Wobei dein user natuerlich in der Gruppe "wheel" sein muss und sudo installiert.

----------

## 72_6f_6c_61_6e_64

Entschuldigung, dass ich erst jetzt antworte, hatte in der Schule einiges zu tun.

Ich hab probehalber einmal als root reboot eingegeben und das letzte was ich seh sind die Meldungen die am Start angezeigt wurde, und anschließend die Zeile:

error stoping slim

gefolgt von einem blinkenden Cursor. Danach nix. Hab ihn wieder durch strom wegnehmen gekillt.

Das würde doch das mit dem su auch machen oder?

LG Roland

----------

## XMath

Hi,

mit dem "error stopping slim" findet man zum Beispiel das

Gentoo bug #261359

Hoffe das hilft.

----------

## 72_6f_6c_61_6e_64

Tschuldigung die Frage, aber ich hab das mit der Bug-Seite noch nicht ganz verstanden, was mach ich da?

Bzw. löst sich das mit dem: (https://forums.gentoo.org/viewtopic-p-6433416.html#6433416)

ohne SLiM hab ich dann auch noch das Problem? Mit startx und Awesome?

LG Roland

----------

## disi

Also das "error stopping slim" muesste aber auf der Console stehen, also da ist X schon beendet?

Falls du kein ACPI hast, bzw nicht im kernel eingebaut, sollte er trotzdem als letzte Meldung "power off" anzeigen.

Doofe Frage  :Smile:  was benutzt du denn nun awesome oder xfce4?

So weit ich weiss hat awesome nicht ohne weiteres eine Ausschaltfunktion (da kann man aber was scripten in LUA).

Nichtsdestotrotz, wenn du als root in irgendein Terminal "shutdown -h now" eingibst, sollte er alles ignorieren und die Kiste herunterfahren. Das regt mich immer so bei anderen Betriebssystemen auf, die dann noch bloede Fragen stellen...

Falls du auf X irgendwie haengst, hattest du einmal mit der Tastenkombination "ctrl+alt+F[1-6]" versucht auf die Console zu wechseln (auf F1 laeuft i.d.R. der X also besser F2 versuchen im runlevel 3. Ich weiss von slim, das er default nicht auf Console 6 also F6 startet).

----------

## 72_6f_6c_61_6e_64

Ja war meinerseits blöd formuliert.

Zurzeit verwende ich XFCE4 und habe vor auf Awesome umzusteigen. (installiert ist es schon, ich muss es nur noch zum laufen bringen.)

shutdown -h funktioniert auch nicht (als root)

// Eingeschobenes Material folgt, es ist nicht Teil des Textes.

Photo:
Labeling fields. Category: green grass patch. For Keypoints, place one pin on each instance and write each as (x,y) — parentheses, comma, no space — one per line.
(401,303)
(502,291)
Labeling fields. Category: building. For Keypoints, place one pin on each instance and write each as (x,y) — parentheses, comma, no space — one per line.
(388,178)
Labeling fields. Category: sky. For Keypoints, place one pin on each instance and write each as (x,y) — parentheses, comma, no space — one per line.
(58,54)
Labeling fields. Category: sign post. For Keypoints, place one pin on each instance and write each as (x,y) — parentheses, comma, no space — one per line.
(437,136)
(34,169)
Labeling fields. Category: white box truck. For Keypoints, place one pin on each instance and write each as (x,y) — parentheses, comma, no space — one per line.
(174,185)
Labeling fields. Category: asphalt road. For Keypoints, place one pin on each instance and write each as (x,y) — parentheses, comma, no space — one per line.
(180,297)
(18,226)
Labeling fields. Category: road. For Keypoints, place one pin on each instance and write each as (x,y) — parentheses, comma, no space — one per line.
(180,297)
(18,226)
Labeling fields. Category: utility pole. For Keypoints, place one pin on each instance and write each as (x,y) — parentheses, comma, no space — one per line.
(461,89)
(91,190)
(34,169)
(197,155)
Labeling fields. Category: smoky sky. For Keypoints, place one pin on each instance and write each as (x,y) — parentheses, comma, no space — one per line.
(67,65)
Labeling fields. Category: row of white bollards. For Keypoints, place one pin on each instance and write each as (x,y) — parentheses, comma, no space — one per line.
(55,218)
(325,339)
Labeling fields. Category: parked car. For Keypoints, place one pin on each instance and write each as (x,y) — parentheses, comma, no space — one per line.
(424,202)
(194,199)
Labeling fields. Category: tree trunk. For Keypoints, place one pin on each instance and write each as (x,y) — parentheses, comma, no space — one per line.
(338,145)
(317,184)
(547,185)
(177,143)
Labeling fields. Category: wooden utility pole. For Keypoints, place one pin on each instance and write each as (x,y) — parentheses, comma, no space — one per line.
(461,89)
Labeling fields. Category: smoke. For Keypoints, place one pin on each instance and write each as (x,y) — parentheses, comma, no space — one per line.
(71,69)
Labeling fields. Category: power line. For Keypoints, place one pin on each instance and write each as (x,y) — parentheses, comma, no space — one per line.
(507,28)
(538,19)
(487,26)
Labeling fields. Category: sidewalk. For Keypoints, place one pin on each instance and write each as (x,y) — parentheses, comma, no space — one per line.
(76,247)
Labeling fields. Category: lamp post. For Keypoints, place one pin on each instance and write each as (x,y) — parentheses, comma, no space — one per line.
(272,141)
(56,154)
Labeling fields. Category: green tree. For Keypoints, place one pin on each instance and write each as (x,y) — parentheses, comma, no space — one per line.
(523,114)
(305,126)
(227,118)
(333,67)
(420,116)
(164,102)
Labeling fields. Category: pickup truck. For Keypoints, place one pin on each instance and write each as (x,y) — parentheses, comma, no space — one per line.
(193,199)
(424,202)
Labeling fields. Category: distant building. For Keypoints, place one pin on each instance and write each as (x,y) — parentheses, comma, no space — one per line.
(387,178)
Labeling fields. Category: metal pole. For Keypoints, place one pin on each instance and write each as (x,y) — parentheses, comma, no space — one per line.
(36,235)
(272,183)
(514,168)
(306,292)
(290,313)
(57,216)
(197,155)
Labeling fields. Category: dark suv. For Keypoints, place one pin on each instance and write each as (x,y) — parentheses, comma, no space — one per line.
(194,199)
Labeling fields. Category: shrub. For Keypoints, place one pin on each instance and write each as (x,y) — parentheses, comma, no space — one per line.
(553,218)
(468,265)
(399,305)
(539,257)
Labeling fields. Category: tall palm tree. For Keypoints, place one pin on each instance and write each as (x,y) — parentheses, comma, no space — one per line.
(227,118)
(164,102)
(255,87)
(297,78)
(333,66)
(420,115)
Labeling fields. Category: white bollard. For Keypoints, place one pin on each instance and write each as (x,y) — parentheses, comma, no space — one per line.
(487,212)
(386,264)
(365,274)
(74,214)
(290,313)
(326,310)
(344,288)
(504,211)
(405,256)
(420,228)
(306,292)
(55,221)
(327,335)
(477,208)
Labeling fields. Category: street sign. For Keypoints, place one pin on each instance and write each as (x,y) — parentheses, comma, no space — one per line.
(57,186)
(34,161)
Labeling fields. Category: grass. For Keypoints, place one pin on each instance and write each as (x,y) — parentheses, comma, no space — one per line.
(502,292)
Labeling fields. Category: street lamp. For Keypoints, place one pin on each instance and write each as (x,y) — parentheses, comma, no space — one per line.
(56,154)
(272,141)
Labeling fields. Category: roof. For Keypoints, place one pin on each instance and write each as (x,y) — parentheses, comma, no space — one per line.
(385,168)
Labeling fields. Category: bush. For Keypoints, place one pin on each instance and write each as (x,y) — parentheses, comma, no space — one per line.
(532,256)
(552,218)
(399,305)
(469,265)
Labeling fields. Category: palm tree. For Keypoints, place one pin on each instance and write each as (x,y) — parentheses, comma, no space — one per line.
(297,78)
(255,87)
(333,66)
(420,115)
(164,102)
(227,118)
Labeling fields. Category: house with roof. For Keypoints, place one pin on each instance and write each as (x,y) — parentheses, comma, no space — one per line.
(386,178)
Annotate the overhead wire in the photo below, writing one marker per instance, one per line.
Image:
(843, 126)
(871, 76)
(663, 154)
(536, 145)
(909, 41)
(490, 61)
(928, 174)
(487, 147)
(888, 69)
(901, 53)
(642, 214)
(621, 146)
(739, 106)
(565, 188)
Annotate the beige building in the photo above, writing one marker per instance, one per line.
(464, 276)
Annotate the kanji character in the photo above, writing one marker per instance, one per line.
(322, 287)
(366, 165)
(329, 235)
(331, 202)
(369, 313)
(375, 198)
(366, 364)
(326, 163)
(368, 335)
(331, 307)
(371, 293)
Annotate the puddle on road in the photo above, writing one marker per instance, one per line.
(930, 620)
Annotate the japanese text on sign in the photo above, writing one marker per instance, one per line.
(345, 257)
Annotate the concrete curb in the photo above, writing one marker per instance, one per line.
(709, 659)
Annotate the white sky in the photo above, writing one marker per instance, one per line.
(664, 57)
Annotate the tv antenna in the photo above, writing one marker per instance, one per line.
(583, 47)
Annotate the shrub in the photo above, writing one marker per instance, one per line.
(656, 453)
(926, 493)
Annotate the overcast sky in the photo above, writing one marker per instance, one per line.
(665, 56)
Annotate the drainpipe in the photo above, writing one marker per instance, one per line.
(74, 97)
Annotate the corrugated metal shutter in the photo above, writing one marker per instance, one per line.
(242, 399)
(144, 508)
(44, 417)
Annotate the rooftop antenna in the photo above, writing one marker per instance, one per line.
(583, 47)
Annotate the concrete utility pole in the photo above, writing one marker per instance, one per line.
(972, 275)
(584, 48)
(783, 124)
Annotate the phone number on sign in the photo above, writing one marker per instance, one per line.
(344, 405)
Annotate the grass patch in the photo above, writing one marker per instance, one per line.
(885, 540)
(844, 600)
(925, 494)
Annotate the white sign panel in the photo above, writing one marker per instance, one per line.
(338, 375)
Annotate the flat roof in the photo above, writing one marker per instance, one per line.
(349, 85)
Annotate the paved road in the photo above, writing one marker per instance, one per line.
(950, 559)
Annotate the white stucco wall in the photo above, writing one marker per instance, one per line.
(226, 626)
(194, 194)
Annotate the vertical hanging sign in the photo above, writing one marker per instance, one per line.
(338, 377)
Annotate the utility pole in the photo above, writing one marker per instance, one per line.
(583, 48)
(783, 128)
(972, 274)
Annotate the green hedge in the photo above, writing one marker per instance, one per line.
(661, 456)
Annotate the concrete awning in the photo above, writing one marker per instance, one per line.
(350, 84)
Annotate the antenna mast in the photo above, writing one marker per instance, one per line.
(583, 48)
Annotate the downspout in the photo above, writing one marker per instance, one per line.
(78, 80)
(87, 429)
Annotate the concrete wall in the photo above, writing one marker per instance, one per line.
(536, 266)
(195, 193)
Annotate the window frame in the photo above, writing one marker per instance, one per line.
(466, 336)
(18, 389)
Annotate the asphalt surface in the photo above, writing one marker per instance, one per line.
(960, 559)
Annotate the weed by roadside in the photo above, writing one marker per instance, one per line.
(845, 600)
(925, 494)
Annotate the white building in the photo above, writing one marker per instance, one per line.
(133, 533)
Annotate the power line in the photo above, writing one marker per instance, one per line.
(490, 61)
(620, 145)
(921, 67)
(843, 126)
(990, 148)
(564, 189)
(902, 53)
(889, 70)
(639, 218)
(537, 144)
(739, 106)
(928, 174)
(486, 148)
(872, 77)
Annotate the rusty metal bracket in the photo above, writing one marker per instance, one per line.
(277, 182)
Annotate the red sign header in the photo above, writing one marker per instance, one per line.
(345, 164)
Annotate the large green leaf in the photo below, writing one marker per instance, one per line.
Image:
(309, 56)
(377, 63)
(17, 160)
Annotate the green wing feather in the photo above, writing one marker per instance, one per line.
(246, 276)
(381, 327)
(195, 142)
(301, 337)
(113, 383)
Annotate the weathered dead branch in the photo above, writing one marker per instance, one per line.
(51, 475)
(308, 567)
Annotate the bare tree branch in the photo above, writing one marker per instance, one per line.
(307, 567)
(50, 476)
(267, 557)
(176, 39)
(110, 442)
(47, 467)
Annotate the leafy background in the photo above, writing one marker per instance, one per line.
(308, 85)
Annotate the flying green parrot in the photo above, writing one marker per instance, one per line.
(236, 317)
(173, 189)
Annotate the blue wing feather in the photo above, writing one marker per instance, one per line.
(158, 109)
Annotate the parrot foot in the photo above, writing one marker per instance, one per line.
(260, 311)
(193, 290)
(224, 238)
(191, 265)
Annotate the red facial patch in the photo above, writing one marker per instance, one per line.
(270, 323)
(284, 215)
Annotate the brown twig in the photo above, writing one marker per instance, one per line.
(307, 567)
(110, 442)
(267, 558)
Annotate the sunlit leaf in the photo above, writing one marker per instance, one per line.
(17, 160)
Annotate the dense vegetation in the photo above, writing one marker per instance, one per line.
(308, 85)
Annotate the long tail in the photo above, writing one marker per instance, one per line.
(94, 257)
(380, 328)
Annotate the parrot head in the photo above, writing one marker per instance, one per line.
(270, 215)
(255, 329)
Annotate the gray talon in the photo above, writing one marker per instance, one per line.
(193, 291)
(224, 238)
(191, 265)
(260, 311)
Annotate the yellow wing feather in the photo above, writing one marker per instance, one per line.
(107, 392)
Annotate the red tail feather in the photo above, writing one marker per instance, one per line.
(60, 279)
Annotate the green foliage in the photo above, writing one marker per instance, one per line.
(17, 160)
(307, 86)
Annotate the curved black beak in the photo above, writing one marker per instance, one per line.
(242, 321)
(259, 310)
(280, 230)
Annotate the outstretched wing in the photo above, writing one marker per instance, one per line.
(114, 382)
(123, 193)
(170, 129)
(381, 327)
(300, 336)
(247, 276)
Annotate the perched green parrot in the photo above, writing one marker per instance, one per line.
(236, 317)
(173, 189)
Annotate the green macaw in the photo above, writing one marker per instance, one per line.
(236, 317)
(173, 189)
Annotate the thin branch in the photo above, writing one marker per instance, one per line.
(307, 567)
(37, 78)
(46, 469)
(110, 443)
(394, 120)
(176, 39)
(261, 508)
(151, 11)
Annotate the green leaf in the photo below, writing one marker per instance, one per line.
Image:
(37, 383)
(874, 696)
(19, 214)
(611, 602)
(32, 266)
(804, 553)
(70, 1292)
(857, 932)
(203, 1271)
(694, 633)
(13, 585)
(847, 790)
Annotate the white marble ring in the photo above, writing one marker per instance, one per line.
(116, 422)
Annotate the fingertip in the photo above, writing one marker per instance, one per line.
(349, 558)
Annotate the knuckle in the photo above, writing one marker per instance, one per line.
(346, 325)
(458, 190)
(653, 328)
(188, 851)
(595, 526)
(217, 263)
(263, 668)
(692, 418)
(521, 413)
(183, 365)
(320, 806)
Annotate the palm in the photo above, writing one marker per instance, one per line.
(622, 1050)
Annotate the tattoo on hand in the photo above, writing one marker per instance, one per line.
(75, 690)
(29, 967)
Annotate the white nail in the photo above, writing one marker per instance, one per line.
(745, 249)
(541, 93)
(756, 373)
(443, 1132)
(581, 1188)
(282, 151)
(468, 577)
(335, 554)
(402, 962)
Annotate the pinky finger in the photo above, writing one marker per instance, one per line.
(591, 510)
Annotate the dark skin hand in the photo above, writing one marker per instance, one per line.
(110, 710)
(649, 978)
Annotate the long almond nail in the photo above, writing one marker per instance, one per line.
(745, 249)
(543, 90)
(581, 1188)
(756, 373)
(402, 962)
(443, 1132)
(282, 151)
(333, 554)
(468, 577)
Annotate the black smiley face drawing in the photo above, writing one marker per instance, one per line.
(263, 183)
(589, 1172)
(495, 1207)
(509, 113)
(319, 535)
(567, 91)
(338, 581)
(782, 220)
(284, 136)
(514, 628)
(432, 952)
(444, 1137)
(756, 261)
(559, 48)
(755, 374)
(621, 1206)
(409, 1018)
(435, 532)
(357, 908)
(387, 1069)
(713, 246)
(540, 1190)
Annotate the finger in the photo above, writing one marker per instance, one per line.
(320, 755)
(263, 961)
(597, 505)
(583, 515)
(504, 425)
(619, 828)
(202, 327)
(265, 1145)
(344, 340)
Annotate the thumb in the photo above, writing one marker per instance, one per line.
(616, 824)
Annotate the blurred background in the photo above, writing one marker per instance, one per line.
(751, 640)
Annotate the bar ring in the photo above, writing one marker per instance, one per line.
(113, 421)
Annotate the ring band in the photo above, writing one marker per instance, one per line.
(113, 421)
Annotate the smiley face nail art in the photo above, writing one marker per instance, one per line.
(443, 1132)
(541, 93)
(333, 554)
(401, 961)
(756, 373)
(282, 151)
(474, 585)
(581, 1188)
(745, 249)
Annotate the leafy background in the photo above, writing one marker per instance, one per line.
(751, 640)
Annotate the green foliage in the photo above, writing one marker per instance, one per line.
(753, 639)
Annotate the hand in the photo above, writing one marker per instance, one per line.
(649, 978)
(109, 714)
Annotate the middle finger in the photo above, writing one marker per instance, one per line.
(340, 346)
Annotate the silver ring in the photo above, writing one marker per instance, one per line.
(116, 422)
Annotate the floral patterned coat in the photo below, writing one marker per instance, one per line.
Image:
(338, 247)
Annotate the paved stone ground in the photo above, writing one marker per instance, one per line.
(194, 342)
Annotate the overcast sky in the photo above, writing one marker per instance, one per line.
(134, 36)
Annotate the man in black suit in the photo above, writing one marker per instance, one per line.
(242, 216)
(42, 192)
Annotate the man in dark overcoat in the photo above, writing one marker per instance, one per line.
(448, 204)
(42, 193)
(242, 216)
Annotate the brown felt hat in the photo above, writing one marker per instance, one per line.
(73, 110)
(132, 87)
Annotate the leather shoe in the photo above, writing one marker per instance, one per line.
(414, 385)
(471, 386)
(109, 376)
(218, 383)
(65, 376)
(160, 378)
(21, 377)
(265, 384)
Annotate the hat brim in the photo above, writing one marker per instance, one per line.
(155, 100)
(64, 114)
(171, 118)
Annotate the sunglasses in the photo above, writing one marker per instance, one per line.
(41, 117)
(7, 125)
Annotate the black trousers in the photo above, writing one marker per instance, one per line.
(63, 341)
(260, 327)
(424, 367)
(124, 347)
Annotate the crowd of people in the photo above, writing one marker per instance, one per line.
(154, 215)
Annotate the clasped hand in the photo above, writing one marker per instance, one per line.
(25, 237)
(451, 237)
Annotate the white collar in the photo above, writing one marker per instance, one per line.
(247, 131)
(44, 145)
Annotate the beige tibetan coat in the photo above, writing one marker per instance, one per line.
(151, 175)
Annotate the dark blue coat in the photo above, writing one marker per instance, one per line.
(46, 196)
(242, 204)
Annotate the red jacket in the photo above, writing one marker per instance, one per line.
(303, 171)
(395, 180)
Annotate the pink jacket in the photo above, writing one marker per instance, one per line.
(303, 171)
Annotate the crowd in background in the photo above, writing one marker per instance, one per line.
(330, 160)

auch auf andere konsole nkann ich nicht wechseln

LG Roland

----------

## ScytheMan

 *72_6f_6c_61_6e_64 wrote:*   

> Ja war meinerseits blöd formuliert.
> 
> Zurzeit verwende ich XFCE4 und habe vor auf Awesome umzusteigen. (installiert ist es schon, ich muss es nur noch zum laufen bringen.)
> 
> shutdown -h funktioniert auch nicht (als root)
> ...

 

shutdown -h now, nicht nur shutdown -h

----------

## 72_6f_6c_61_6e_64

Mein Fehler, hab mich verschrieben, ich mein "shutdown -h now"

----------